According to reports, the billionaire George Soros’s investment fund has started trading Bitcoin.
TheStreet.com reported Wednesday that speculations about the legendary investor’s firm entering cryptocurrencies were fueled by two sources who claimed Dawn Fitzpatrick, Soros Fund Management’s chief investing officer, had given her permission to trade Bitcoin. According to the report, the firm is also considering other digital currencies.
In a March interview Fitzpatrick stated that her company was investing in cryptocurrency infrastructure companies, such as asset managers, custodians, and exchanges. It was a “really important time” for cryptos, and Bitcoin could have remained a fringe asset if it hadn’t been for the fact that the money supply has risen by more than 25% over the past 12 months.
Fitzpatrick stated, “So there’s really a fear of debasing fiat currencies. When you think about Bitcoin I don’t believe it’s currency. I think it is a commodity. It’s easily storable, easily transferable, the IRS [Internal Revenue Service] classes it as a physical asset. It has a finite supply, that supply is halved every ten years. So I think it’s interesting.”
The No. The No. 1 cryptocurrency traded at $33,523 Thursday, a drop in 3% The second quarter ended with a drop of 3% after a strong start and an April record high of $65,000. This was due in part to China’s crackdown.
Soros Fund Management was also granted permission to trade digital assets in April 2018, according to Bloomberg. Soros told the World Economic Forum in January that Bitcoin and other digital currencies could not function as currency because of volatility.

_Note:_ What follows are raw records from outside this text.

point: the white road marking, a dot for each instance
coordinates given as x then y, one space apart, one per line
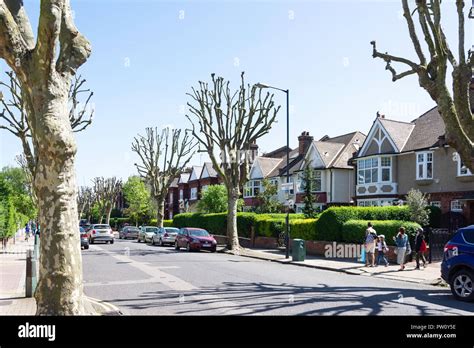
174 283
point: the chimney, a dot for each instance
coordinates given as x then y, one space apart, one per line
305 141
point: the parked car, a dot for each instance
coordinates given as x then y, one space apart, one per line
84 238
457 268
195 239
165 235
129 232
146 233
100 233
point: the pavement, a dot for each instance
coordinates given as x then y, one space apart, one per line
429 275
12 284
141 279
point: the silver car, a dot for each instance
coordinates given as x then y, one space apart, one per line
100 233
146 233
165 235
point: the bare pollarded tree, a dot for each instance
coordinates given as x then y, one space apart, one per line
85 200
226 124
106 193
14 118
433 67
163 156
44 67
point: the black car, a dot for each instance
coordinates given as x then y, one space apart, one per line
84 238
457 268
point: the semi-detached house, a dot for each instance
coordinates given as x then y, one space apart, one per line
398 156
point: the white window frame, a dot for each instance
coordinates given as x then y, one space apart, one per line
250 188
193 193
456 205
424 165
462 168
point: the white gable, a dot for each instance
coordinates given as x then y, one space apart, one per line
205 173
194 174
376 138
313 156
256 171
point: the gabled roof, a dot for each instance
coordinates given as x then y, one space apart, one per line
427 130
335 152
174 183
422 133
195 173
209 170
184 178
398 131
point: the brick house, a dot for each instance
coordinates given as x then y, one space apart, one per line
398 156
329 159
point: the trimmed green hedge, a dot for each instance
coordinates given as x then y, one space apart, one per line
353 231
329 224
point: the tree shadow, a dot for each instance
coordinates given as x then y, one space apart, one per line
265 298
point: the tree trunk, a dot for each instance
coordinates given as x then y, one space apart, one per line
161 211
232 236
108 213
59 290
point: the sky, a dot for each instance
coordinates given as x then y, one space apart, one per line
147 54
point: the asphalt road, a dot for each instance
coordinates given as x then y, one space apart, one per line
150 280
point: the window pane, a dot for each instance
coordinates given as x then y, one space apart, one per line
375 175
429 170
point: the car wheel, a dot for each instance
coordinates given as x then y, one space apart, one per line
462 285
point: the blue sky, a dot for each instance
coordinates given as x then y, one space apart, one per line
148 53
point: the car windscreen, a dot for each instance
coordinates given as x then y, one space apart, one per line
469 236
102 227
199 233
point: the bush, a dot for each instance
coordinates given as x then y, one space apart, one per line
353 231
330 222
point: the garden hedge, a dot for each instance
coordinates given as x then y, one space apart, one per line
353 231
329 224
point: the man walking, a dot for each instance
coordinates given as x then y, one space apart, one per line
370 237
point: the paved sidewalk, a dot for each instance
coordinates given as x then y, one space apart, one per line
12 285
429 275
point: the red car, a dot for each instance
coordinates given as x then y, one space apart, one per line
195 239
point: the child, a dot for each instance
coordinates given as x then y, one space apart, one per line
382 249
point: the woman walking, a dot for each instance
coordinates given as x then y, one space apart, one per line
420 248
401 241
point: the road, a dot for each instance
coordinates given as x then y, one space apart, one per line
150 280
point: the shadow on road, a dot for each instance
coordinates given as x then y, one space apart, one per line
264 298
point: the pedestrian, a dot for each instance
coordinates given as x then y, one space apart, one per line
27 231
401 241
381 250
370 237
420 248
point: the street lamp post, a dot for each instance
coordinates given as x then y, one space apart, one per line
287 91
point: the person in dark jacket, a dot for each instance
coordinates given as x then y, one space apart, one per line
420 248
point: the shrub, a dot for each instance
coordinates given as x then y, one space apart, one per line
329 224
353 231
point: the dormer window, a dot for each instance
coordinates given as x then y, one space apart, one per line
424 165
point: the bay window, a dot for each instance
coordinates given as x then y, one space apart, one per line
252 188
424 165
374 170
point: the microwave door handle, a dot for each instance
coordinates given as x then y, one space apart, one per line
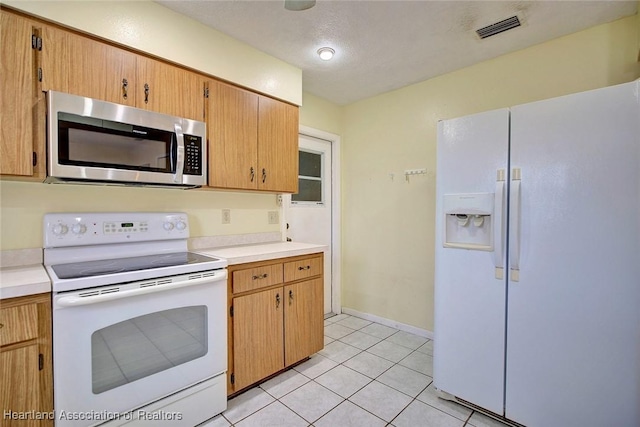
179 160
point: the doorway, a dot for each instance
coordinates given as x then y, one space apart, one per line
312 215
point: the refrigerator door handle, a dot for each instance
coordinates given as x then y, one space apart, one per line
515 212
498 225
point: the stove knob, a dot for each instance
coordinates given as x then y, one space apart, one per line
60 229
78 229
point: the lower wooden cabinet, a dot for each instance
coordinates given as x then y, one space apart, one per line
26 395
276 319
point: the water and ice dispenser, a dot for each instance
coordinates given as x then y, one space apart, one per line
468 222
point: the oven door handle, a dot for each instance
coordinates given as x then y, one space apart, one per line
76 300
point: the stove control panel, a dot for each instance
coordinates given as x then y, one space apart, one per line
81 229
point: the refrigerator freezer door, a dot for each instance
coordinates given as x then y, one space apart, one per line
469 300
573 334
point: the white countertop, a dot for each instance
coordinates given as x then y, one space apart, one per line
262 252
24 280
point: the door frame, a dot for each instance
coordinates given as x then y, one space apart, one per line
336 271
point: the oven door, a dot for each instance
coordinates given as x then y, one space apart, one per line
117 348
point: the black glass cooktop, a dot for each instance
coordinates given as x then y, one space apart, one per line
121 265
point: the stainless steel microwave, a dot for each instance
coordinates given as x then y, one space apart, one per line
91 141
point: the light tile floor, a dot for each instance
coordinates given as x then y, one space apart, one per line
367 375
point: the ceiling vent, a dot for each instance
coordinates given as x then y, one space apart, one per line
498 27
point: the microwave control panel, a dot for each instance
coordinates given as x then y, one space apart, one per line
192 155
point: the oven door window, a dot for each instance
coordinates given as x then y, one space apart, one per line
85 141
136 348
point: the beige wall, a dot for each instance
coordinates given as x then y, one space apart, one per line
152 28
388 223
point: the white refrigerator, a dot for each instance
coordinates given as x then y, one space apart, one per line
537 280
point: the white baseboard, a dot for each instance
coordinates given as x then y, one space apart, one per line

One analyst was unsure what any new move by Soros’ firm might signify.
“Any major hitters in this mix is initially considered great to the adoption story,” said Chris Weston (head of research at Pepperstone in Melbourne) in emailed remarks.
According to Weston, the report simply stated that the firm had ‘cleared trade this’. “They could have been lumping in short positions in futures without knowing much about their plans. If they believe liquidity beneficiaries will take a hit when the Fed’s balance sheets grow at a slower pace and the front-end of the yield curve rises, then maybe being short crypto isn’t such a bad idea.
Soros is best known for shorting the pound during the 1992 Black Wednesday crisis. This led to the Bank of England abandoning the European Exchange Rate Mechanism. This move netted him $1 billion in profit.
TheStreet.com also reported that Point72 Asset Management, a hedge fund, was looking for a “head of crypto,” citing sources. This publication attempted to reach Point72 and Soros Fund Management.